Now, on to AI, which seems to be your main interest.
I think there’s a big problem with AI alignment which is rarely mentioned: We’re not even aligned with ourselves. If a genie appeared and granted us unlimited wishes, we’d ruin everything for ourselves quite quickly. For in the first place, we simply don’t know what we want. This is one of the reasons why we contradict ourselves so often.
A whole lot of people want happiness, but that’s actually trivial, they just have to be content with what is. But they say “No, it’s not good enough yet. I won’t be happy before things are better”—so their unhappiness is a choice. Is our real desire then “victory”? No, if we win any battles, we simply start on the next one. Do we want life to resist us? That’s closer to the truth, but we certainly don’t want too much resistance. If we consider life to be a game of DnD, we should understand that the game-master should be neither too harsh nor too soft.
You think AI will destroy you? It might. But most people would destroy themselves if they had omnipotence for 24 hours.

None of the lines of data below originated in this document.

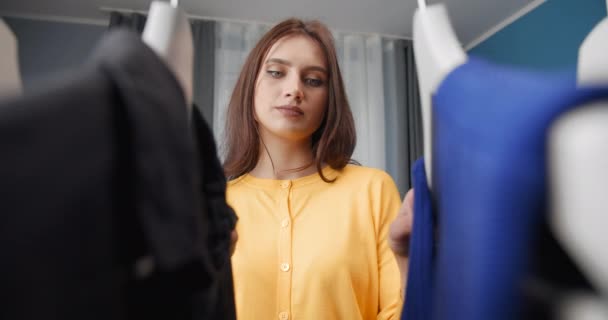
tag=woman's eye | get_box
[305,78,324,87]
[267,70,283,78]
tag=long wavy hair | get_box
[222,18,356,182]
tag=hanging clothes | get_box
[400,158,434,320]
[0,30,236,320]
[401,56,608,320]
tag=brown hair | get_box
[222,18,356,182]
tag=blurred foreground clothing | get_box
[400,158,433,320]
[0,30,236,320]
[400,57,608,320]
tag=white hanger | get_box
[0,19,22,98]
[549,1,608,318]
[413,0,467,187]
[142,0,193,109]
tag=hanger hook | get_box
[417,0,427,10]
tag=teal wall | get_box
[468,0,607,70]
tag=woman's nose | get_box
[284,76,303,101]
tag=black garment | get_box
[0,30,236,320]
[521,221,595,319]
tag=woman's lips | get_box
[275,105,304,117]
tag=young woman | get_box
[223,18,413,320]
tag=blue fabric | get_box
[428,56,608,320]
[401,158,434,320]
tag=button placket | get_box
[277,180,293,317]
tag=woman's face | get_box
[253,34,329,142]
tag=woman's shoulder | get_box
[339,164,394,182]
[226,174,248,190]
[338,165,401,211]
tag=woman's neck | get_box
[250,134,318,180]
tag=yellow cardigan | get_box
[227,164,404,320]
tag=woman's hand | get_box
[389,189,414,285]
[389,189,414,258]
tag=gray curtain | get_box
[383,39,423,195]
[191,21,215,124]
[404,41,424,179]
[107,12,215,125]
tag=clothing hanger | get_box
[142,0,193,108]
[549,0,608,317]
[0,19,22,98]
[413,0,467,188]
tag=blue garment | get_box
[401,158,434,320]
[429,57,608,320]
[400,57,608,320]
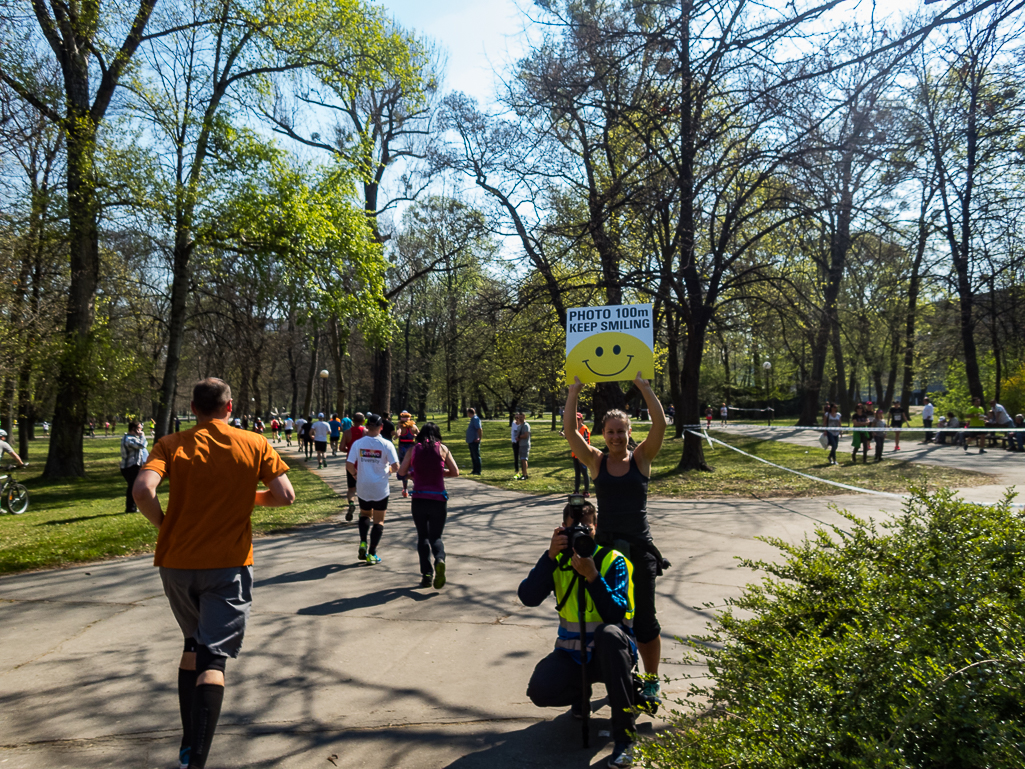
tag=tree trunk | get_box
[666,306,683,439]
[155,229,192,439]
[18,359,33,460]
[900,186,933,407]
[45,123,100,479]
[328,316,348,416]
[370,346,392,414]
[677,313,711,472]
[302,328,319,417]
[831,325,850,417]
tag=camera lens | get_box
[572,533,596,558]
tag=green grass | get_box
[0,434,342,575]
[429,415,991,500]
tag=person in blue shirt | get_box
[519,501,637,767]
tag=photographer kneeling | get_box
[518,499,637,768]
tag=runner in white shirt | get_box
[311,413,331,468]
[346,413,399,565]
[284,416,294,446]
[293,416,306,452]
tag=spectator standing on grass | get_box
[824,404,842,466]
[465,408,483,476]
[888,398,907,451]
[921,397,935,443]
[720,402,728,427]
[119,421,148,514]
[510,415,521,477]
[966,396,987,454]
[871,408,887,461]
[133,378,294,769]
[515,412,531,480]
[705,406,713,428]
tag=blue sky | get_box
[377,0,530,104]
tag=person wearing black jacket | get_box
[519,502,637,768]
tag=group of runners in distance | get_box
[127,371,667,769]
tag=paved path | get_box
[1,437,1020,768]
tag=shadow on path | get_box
[254,562,363,588]
[298,586,436,615]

It’s too hasty to ask if an AI wants the same thing as us, as we don’t even know what we want.
For an AI to be with you, it would also have to be partly against you.
Until you can get an AI to have human irrationality, it will just be a monkey’s paw. Any purely logical perspective is inherently anti-human. The most logical statement which could be made about reality is “Everything is always exactly as it should be”. Any other takes on reality are only human, so you probably don’t want a hyper-intelligent and rational AI to make decisions for you.
Even if you can get an AI to value something that you value, that thing might be valuable only because it’s scarce, and scarce because a terrible price has to be paid for its existence.
And just an extra note: You can’t seperate anything from its opposite. You can’t teach an AI ‘good’ without also teaching it ‘evil’ for instance. This is because “Good and evil” is one concept rather than two. There’s nothing mysterious about the so-called “Waluigi effect”, just like there’s nothing mysterious about us fighting ourselves, nor about me using logic to arrive at the conclusion that logic isn’t helpful.